-
Notifications
You must be signed in to change notification settings - Fork 1
Zeppelin on Windows
- Download the binaries from: https://www.apache.org/dyn/closer.lua/spark/spark-2.4.3/spark-2.4.3-bin-hadoop2.7.tgz
- Extract the files in the
/d/data-analytics
directory:$ tar -xvf /c/temp/spark-2.4.3-bin-hadoop2.7.tgz
Add the following environment variables:
Variables | Value |
---|---|
SPARK_HOME | D:\data-analytics\spark-2.4.3-bin-hadoop2.7 |
HADOOP_CONF_DIR | %HADOOP_HOME%\etc\hadoop |
LD_LIBRARY_PATH | %HADOOP_HOME%\lib\native |
Add %SPARK_HOME%\bin
to Path environment variable.
PS C:\> mv $env:HADOOP_HOME\share\hadoop\hdfs\lib\netty-all-4.0.52.Final.jar $env:HADOOP_HOME\share\hadoop\hdfs\lib\netty-all-4.0.52.Final.jar.old
PS C:\> cp $env:SPARK_HOME\jars\netty-all-4.1.17.Final.jar $env:HADOOP_HOME\share\hadoop\hdfs\lib\
$ cp $SPARK_HOME/conf/spark-defaults.conf.template $SPARK_HOME/conf/spark-defaults.conf
$ nano $SPARK_HOME/conf/spark-defaults.conf
Use the following settings:
spark.master yarn
#spark.driver.memory 512m
#spark.yarn.am.memory 512m
#spark.executor.memory 512m
#spark.eventLog.enabled true
#spark.eventLog.dir hdfs://pshp111:9000/spark-logs
#spark.history.provider org.apache.spark.deploy.history.FsHistoryProvider
#spark.history.fs.logDirectory hdfs://pshp111:9000/spark-logs
#spark.history.fs.update.interval 10s
#spark.history.ui.port 18080
spark.yarn.archive hdfs://pshp111:9000/spark/spark-libs-2.4.3.jar
Create the log directory in HDFS:
PS C:\> hdfs dfs -mkdir /spark-logs
On all the nodes add the following properties to Hadoop yarn-site.xml
file.
<property>
<name>yarn.scheduler.maximum-allocation-mb</name>
<value>14336</value>
</property>
<property>
<name>yarn.nodemanager.pmem-check-enabled</name>
<value>false</value>
</property>
<property>
<name>yarn.nodemanager.vmem-check-enabled</name>
<value>false</value>
</property>
Restart all the nodes to apply the new setting:
PS C:\> stop-yarn
stopping yarn daemons
SUCCESS: Sent termination signal to the process with PID 10580.
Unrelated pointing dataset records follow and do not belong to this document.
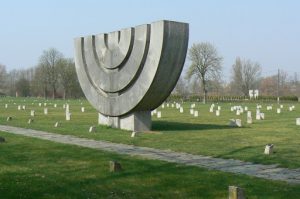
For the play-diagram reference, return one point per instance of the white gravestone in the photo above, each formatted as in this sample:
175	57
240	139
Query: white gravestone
235	122
269	149
196	114
92	129
192	111
249	120
133	134
158	114
256	92
68	116
56	124
181	110
258	114
298	121
262	116
218	113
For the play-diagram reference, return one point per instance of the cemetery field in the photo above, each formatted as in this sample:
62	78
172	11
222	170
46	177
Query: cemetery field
206	135
33	168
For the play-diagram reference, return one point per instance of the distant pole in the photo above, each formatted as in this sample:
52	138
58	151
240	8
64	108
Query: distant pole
278	86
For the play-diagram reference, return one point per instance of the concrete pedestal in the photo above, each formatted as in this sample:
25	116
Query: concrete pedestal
136	121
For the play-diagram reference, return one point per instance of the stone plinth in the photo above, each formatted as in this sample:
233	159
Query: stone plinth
137	121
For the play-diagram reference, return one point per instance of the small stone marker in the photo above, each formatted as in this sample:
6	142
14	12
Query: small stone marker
46	111
218	113
196	114
262	116
181	110
235	122
298	121
249	120
158	114
249	114
68	116
281	106
32	113
133	134
114	166
258	114
2	139
236	193
238	122
92	129
192	111
56	124
269	149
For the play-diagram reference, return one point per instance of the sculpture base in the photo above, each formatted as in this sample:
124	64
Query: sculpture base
136	121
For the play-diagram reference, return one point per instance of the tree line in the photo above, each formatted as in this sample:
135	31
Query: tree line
54	76
204	76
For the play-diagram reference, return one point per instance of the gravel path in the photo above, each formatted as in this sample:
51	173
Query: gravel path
270	172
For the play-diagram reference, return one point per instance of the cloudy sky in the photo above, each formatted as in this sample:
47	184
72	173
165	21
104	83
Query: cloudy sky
266	31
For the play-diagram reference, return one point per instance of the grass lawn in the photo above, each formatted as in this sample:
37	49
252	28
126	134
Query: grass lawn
205	135
32	168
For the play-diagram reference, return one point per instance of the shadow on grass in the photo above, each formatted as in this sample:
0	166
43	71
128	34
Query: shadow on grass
179	126
243	149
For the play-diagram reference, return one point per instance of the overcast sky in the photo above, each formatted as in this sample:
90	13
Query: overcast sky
265	31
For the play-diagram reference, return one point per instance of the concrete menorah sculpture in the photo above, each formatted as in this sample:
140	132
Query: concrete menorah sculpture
125	74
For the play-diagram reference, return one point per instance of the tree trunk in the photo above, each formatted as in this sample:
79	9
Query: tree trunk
45	92
53	92
64	94
204	90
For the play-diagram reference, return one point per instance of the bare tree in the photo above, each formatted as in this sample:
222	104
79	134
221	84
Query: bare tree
49	63
205	64
3	76
245	76
68	77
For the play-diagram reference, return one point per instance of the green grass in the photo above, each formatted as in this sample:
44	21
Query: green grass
32	168
205	135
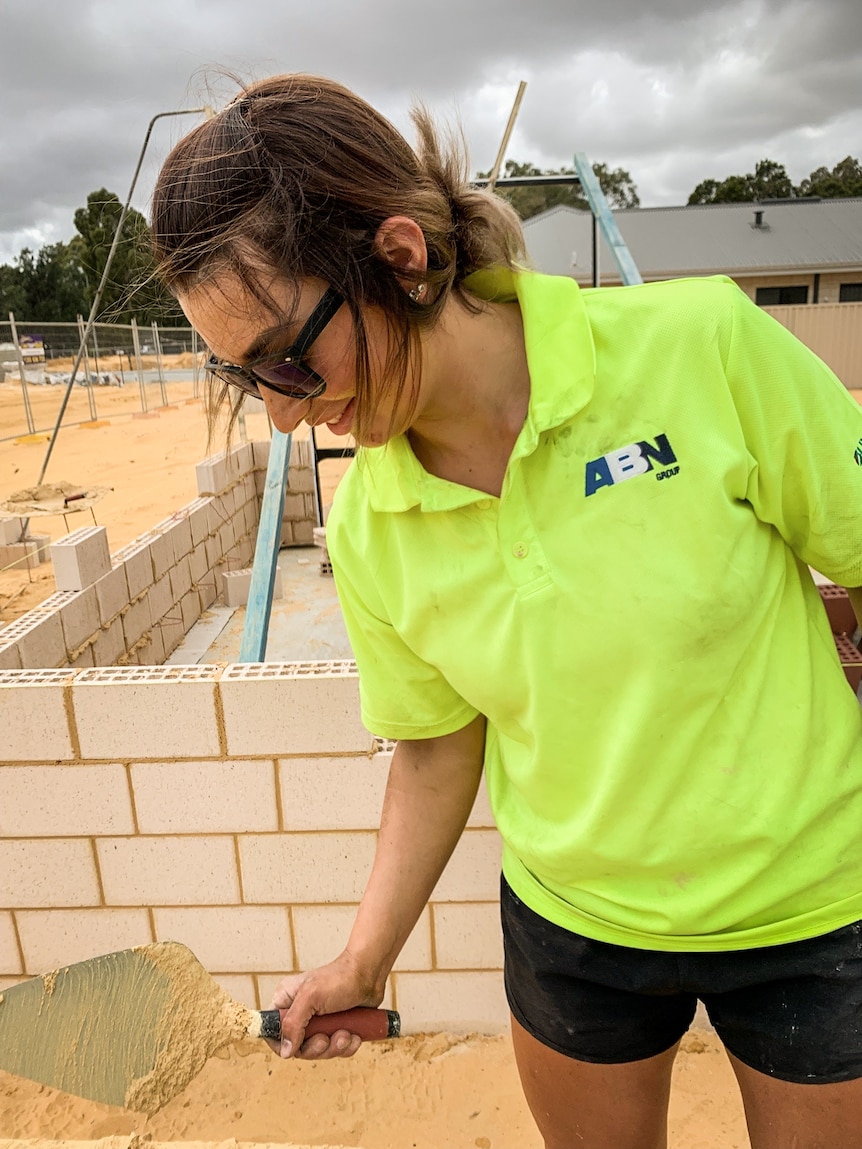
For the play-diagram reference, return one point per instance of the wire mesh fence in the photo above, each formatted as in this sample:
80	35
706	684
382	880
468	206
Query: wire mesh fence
153	365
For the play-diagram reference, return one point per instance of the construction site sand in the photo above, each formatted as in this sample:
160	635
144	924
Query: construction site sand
147	462
437	1092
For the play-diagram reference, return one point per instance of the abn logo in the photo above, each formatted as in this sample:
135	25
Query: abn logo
636	459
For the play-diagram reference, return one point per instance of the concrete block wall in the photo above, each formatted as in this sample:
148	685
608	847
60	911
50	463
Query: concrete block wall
233	809
136	607
300	506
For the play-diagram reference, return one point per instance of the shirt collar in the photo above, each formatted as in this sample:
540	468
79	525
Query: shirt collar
561	357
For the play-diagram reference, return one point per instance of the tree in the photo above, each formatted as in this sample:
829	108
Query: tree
529	201
769	180
48	285
844	179
132	290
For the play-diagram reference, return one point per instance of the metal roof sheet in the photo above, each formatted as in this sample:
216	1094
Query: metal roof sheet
799	236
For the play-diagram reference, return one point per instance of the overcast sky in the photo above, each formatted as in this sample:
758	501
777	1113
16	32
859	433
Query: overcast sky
674	91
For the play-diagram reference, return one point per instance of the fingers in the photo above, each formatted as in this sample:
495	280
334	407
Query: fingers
320	1047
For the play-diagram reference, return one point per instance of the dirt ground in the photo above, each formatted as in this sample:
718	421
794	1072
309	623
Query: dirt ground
146	461
437	1092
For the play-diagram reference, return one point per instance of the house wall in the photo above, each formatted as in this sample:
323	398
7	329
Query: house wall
833	331
233	809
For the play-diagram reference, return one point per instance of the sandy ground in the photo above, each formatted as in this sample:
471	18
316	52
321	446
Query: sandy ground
437	1092
145	461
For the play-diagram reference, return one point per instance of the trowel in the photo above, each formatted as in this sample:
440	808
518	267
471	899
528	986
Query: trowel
132	1028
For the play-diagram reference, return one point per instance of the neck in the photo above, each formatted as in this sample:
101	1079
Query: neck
475	395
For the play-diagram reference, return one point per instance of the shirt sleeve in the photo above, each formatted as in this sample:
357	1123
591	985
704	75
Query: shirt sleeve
402	696
803	433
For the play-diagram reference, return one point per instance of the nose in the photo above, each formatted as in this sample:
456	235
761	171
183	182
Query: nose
286	414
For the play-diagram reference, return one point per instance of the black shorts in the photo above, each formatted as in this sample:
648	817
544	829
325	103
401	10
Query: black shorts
793	1011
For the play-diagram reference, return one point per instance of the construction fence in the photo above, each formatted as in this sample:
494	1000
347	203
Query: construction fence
153	365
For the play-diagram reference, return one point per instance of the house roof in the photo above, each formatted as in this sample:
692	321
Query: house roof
795	236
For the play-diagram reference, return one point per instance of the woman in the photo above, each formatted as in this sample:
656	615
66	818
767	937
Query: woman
575	552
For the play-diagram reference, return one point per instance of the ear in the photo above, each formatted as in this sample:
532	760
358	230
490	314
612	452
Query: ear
401	244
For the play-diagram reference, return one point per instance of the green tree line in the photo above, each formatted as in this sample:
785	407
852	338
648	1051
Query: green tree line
59	282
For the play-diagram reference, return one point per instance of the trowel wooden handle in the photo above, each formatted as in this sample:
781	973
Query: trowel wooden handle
370	1024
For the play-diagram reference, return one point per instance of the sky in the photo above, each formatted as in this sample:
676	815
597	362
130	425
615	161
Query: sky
672	91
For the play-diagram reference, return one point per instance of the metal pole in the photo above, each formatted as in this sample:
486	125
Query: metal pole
507	133
28	411
87	376
97	300
158	348
139	364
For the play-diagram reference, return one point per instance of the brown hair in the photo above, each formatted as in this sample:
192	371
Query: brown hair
297	174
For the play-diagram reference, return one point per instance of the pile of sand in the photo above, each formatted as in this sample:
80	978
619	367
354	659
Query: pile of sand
437	1092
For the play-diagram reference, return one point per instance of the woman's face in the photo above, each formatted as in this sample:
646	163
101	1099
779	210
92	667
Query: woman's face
231	321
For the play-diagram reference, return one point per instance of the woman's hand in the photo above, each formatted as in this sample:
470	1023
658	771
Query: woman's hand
331	988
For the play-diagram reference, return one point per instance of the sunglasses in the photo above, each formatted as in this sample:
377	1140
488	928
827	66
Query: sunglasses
284	371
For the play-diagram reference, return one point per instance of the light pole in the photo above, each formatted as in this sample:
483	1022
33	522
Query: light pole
206	110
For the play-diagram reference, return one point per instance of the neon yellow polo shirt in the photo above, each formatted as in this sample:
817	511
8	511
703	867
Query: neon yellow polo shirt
674	757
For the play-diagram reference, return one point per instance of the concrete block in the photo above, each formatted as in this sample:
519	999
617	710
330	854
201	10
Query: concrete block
83	660
78	615
322	700
207	592
161	550
205	797
39	638
161	599
172	633
181	579
10	530
241	939
181	534
9	654
109	645
147	712
303	533
137	561
238	583
9	955
332	793
322	931
112	594
198	565
64	801
198	521
468	935
455	1002
137	621
54	938
47	872
190	609
152	654
472	873
33	723
81	558
306	868
294	506
169	871
240	987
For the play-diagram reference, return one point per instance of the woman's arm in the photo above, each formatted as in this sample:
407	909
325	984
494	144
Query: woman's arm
430	792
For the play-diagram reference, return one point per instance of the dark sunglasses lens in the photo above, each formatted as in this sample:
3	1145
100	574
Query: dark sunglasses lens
292	379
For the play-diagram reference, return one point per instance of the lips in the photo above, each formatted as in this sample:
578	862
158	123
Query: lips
343	424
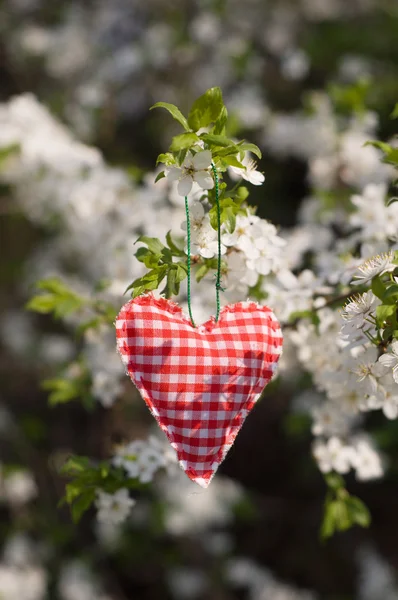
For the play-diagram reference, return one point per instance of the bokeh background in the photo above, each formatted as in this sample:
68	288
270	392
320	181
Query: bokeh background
98	66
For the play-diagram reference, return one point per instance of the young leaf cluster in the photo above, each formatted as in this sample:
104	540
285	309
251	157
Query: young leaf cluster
72	384
205	129
87	478
342	511
159	259
57	299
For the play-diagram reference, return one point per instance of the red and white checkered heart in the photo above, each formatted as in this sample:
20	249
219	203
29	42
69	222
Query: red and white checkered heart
199	383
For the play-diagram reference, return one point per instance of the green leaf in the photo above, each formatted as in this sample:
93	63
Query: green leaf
378	287
394	114
217	140
82	504
334	481
358	511
173	246
329	520
171	288
206	109
150	281
181	272
232	161
242	193
167	159
219	127
62	390
184	141
160	176
202	271
174	111
386	313
167	255
386	148
154	244
43	304
248	147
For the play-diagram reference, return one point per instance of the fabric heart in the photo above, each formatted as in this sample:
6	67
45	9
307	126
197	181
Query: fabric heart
199	383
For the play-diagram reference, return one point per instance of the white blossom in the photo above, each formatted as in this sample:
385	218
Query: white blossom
390	360
195	168
377	265
114	508
333	455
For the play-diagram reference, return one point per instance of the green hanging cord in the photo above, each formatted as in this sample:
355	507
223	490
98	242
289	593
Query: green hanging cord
189	261
218	279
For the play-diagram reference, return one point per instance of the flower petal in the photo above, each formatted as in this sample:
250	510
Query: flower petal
184	185
202	160
173	173
204	179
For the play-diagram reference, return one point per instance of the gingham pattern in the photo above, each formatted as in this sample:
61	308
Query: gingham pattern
199	383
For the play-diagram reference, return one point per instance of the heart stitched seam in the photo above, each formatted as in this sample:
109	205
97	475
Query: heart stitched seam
199	383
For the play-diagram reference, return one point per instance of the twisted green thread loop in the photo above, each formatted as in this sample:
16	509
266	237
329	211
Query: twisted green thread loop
218	275
189	261
218	280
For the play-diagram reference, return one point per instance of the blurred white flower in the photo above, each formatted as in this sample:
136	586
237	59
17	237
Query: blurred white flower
390	360
333	455
377	265
249	172
19	487
195	168
114	508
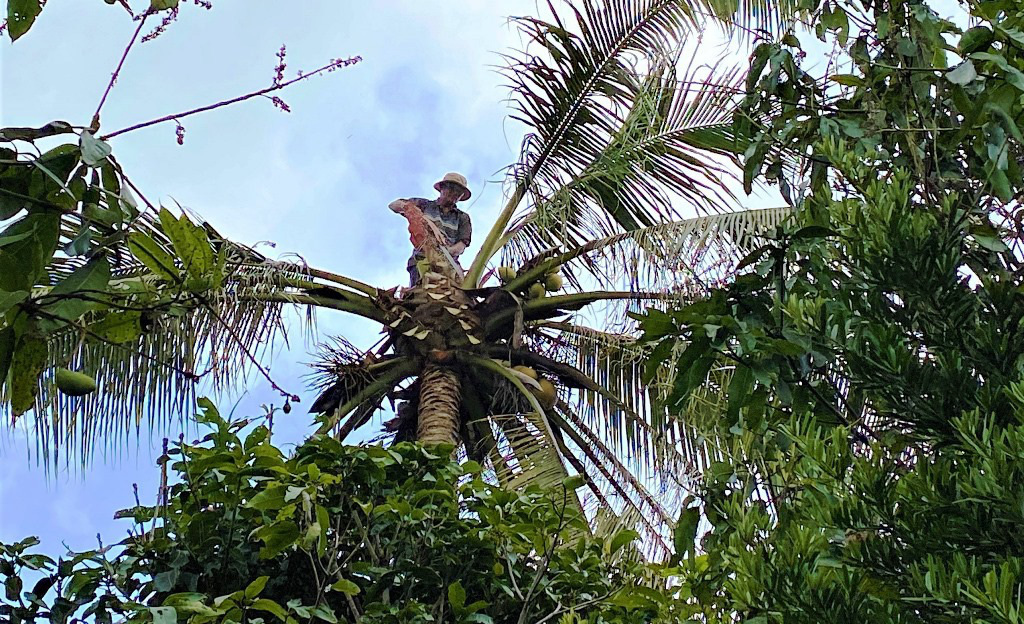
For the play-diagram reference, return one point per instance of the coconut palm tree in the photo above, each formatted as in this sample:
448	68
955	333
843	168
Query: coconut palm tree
627	136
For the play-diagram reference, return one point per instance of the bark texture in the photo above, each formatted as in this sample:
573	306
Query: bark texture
440	396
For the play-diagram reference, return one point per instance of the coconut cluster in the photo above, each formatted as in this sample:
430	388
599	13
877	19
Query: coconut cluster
550	283
545	390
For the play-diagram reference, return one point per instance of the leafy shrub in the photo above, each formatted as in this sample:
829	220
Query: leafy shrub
336	533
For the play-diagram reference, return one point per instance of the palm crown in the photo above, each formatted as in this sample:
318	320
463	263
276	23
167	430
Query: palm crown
625	136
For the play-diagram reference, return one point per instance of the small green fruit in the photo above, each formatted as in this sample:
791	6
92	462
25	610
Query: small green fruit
74	383
547	396
976	39
525	370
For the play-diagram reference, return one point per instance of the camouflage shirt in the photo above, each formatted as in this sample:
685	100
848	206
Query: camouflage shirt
454	224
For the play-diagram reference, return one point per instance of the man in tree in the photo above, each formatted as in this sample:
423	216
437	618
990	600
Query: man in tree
451	225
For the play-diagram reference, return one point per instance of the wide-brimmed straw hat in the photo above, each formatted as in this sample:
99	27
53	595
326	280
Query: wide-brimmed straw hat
456	178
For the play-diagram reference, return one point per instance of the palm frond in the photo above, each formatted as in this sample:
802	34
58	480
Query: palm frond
687	256
152	378
669	150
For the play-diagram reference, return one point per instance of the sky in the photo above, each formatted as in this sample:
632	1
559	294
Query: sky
316	181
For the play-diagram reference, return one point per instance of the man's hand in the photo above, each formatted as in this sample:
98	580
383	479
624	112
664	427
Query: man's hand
457	249
398	206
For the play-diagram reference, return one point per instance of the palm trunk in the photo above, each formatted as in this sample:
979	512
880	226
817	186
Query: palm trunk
439	399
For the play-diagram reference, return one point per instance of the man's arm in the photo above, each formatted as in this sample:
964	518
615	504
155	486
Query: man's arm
465	236
399	204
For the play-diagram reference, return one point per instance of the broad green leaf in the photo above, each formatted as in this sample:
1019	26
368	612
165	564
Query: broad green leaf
94	151
70	298
118	327
7	339
278	537
270	607
10	299
190	244
686	533
346	586
848	80
166	580
81	243
256	587
325	613
457	595
153	255
24	261
20	15
623	538
164	615
963	74
27	364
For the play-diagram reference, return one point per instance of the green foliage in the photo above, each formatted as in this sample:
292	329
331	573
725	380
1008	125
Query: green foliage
334	534
871	465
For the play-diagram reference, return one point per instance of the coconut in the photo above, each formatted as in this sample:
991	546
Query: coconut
547	394
525	370
74	383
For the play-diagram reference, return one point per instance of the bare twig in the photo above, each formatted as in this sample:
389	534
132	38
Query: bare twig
117	72
334	65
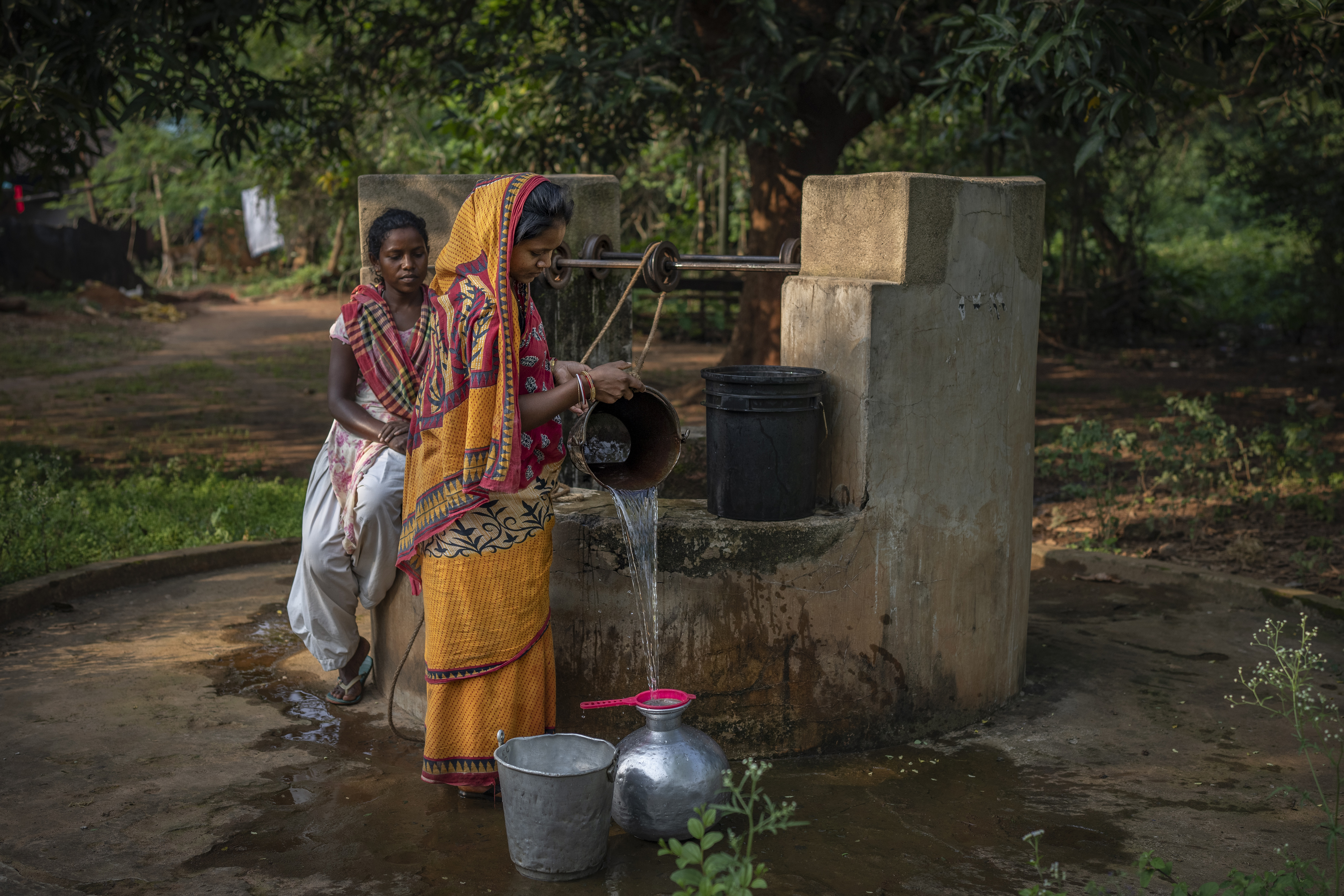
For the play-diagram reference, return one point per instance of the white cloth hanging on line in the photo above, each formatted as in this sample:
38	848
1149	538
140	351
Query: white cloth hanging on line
260	224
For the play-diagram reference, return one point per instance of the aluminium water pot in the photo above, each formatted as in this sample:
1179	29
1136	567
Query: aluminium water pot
663	772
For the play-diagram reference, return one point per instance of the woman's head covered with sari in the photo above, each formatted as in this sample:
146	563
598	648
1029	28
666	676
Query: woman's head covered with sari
467	440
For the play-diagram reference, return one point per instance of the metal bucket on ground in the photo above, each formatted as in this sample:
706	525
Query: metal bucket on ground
557	792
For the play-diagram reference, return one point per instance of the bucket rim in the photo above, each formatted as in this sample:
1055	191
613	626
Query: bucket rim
556	774
764	375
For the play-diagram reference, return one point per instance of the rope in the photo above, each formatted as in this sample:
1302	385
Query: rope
392	692
624	296
658	312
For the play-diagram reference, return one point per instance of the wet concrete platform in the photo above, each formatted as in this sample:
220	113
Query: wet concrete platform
170	739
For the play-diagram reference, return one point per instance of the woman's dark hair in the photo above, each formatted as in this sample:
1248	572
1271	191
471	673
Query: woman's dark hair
390	221
546	205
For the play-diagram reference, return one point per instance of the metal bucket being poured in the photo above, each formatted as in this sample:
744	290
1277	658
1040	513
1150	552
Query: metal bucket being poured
630	445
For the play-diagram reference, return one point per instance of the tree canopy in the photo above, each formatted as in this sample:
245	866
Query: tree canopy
1081	92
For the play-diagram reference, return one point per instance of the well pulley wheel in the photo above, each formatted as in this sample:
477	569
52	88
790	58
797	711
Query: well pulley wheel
558	277
661	272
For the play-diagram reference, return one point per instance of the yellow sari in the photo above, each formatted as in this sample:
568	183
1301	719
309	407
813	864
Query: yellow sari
476	531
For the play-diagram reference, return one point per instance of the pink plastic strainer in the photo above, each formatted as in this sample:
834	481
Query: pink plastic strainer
661	699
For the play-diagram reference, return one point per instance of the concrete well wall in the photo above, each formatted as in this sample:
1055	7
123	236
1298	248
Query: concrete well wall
898	609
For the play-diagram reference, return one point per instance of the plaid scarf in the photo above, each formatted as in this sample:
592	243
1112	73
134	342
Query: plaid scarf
392	371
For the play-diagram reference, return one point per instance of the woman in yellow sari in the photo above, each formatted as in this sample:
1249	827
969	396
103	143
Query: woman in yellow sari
482	461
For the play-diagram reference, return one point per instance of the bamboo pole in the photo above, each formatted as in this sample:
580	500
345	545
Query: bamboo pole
166	271
93	213
724	199
131	244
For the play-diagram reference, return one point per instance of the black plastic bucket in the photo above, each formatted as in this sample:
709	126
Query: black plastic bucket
763	428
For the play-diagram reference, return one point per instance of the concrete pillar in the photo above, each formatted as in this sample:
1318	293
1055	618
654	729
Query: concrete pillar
920	296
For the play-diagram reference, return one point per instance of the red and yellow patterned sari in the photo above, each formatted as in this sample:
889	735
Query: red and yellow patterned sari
476	530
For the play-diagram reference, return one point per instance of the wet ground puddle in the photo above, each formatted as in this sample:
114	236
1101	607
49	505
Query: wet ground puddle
915	817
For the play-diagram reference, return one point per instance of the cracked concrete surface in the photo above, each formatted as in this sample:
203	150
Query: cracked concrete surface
167	739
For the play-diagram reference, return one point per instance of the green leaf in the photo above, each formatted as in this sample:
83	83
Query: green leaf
1043	46
720	863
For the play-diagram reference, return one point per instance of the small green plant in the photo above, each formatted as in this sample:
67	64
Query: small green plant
1284	686
1089	459
705	874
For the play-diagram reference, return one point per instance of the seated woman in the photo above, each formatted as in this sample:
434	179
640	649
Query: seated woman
354	508
484	455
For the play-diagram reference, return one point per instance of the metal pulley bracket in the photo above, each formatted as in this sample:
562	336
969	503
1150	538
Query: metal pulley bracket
593	249
661	272
557	276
SUCCESS: Sent termination signal to the process with PID 1020.
INFO: No tasks running with the specified criteria.
PS C:\> stop-dfs
SUCCESS: Sent termination signal to the process with PID 11992.
SUCCESS: Sent termination signal to the process with PID 10524.
PS C:\> start-yarn
starting yarn daemons
PS C:\> start-dfs
$ cd /c/temp/
$ jar cv0f spark-libs-2.4.3.jar -C $SPARK_HOME/jars/ .
PS C:\> hdfs dfs -mkdir /spark
PS C:\> hdfs dfs -put c:\temp\spark-libs-2.4.3.jar /spark
With the current versions being used, when the sample code below is executed to load a CSV file in spark-shell
:
val logPath = "hdfs://pshp111:9000/u_ex190620.log"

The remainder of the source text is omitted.